Enormous problems if Singapore don’t procreate


So says former MM Lee Kuan Yew.

Just to get this out of the way, i’m not ranting (much), and let’s get the petty squabbles of the “if I earn as much as you, i’ll have 10 kids” argument. I’m simply stating my point of view, my predicament, and why married couples in their approaching-mid-30s stage are hesitant to have a child.

(Disclaimer: I am currently trying for a kid. So my lack of kid is not for a lack of trying.)

My wife and I are firmly entrenched in the sandwich class. Not too poor to live hand-to-mouth, but certainly not too rich to indulge in goat’s milk baths. We indulge in movies, have the occasional nice meal on anniversaries, and take the public transport. Your average worker bee.
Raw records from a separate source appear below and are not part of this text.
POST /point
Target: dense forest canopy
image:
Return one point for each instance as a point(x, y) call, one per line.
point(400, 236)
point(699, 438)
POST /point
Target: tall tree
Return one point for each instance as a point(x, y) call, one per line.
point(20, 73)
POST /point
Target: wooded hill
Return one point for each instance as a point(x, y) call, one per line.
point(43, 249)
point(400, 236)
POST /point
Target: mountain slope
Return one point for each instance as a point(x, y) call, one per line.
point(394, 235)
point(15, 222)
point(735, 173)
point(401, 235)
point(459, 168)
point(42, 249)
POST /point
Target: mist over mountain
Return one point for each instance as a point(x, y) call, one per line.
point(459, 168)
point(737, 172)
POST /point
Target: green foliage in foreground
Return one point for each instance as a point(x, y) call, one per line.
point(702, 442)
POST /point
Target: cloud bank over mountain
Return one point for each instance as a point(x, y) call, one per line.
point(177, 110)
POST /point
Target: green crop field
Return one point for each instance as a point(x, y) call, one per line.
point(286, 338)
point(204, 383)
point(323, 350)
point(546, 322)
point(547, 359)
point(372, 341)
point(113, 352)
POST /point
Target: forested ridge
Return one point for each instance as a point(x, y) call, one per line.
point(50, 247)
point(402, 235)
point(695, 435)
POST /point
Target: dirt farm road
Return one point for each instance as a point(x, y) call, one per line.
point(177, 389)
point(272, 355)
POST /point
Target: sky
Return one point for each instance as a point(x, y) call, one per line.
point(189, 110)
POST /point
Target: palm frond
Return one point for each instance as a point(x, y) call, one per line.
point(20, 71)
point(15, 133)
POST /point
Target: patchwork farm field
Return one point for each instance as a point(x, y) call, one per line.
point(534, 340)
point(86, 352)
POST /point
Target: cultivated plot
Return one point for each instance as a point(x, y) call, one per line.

We live in our own 5-room HDB (which we’ll be paying for till 2038), and while we would like to own a car so travelling is easier (especially when you have a kid and have tons of kid-things in tow), we also think its crazy to lay 90,000 good money for a piece of paper that says you may now proceed to buy a car.

While Singapore Inc strives to achieve greater and higher economic success year on year, so have our employers’ expectations of us. Outwardly, while they smile and say “hey, take all the maternity leave you want”, we all know they’re secretly interviewing 2 or 3 foreign imports (talent, I think, is too strong a word for them) who are willing to do more for less (because “currencies” and “its only for a couple of years”).

So, we need to be more efficient and productive at work whilst looking over our shoulders in fear of losing out to cheaper alternatives, generally work longer hours, and yet, when we get home, still need to get in the mood for baby-making? Truth be told, I get a shiver of dread, and I swear I can feel an incremental turn of the vice on my migraine each time my work-blackberry vibrates.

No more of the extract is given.